It doesn’t matter how an agreement relating to the care of children is reached, all agreements should consider the best interests of the children as the paramount consideration. The principles that must be considered when determining what is in the best interests of a child are set out in the Care of Children Act 2004.
Challenges to consider
The FDR and separation course requirements may make things hard for parents, particularly if they want a quick solution. Proceedings can be issued “without notice” if the matter is deemed urgent, but specific requirements have to be met so it is important to seek legal advice before filing without notice.
Family violence may also be a hurdle for parents wanting to issue proceedings as they may be fearful of the other parent. Taking into account the best interests of the children may be difficult for some parents, as sometimes what is in the best interests of a child may differ from what a parent wants or desires.
Money can be a big challenge as issuing proceedings in court is a costly process.

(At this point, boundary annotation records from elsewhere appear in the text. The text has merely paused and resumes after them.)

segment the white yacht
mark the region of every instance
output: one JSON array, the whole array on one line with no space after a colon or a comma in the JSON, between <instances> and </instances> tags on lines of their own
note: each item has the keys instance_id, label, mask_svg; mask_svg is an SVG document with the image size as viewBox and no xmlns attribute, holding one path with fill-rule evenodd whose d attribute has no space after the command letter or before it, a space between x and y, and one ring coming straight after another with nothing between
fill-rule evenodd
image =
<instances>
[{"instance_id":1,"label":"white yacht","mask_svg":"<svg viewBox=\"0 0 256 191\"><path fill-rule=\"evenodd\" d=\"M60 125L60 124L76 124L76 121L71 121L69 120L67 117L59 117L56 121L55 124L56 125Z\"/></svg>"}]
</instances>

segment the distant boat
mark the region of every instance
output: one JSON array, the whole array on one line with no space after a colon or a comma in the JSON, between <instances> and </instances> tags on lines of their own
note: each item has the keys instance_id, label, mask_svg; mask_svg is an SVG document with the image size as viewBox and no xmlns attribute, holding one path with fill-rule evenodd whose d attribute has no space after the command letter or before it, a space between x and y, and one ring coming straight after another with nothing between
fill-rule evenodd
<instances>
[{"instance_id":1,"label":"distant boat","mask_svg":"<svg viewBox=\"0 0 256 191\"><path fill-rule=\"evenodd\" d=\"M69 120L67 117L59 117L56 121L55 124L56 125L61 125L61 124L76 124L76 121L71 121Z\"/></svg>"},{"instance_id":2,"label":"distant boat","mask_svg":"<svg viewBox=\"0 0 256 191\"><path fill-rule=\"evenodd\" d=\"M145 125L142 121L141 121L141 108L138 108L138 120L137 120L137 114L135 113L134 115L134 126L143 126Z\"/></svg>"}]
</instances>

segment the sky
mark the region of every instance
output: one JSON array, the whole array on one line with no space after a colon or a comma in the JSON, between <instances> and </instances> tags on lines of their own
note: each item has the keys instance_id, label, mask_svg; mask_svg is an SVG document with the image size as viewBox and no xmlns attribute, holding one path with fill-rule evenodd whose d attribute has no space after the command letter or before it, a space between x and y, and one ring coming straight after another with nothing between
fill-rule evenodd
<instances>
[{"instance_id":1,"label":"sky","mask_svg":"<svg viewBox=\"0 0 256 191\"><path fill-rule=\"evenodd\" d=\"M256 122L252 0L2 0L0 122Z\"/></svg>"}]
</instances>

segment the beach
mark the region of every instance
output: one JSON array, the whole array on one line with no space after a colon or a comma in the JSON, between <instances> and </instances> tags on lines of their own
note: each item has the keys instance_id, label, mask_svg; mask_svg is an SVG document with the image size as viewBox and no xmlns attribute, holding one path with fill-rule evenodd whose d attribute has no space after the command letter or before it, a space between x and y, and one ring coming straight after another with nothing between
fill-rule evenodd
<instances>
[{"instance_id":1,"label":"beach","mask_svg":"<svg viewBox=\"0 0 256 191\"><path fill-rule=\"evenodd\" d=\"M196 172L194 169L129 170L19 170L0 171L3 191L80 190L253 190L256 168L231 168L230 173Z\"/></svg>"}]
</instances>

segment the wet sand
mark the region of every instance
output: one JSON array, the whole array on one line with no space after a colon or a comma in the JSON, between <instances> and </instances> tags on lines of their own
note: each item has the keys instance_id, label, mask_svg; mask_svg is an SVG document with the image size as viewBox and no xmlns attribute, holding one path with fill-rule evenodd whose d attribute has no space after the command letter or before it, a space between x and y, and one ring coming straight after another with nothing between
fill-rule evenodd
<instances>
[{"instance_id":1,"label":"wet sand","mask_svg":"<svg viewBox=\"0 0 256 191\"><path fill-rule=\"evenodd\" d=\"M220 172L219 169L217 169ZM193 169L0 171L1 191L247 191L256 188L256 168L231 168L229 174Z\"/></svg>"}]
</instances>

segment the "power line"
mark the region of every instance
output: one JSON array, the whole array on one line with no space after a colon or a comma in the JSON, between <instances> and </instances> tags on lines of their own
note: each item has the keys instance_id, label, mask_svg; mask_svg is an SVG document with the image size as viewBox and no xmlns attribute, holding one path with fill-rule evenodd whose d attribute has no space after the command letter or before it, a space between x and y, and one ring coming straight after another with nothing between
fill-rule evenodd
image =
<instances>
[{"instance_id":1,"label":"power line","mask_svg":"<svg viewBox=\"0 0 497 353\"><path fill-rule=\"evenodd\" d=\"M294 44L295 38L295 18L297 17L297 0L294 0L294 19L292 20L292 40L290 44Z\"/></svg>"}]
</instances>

You may be eligible for a grant or legal aid but you may still have to make a contribution, or pay the money back.
The cost issue is compounded by the lengthy court process. On average it takes 294 days for a dispute to be settled in the family court, which can impact on the parents' ability to work as they are required to take part in the difficult “cross examination” process.
Court can be an extremely emotional and draining process as well, given the time, money and effort parents put into it. At the end of the day, parents are trusting a Judge to make a decision about their children and this can be extremely stressful as the outcome is essentially out of their hands.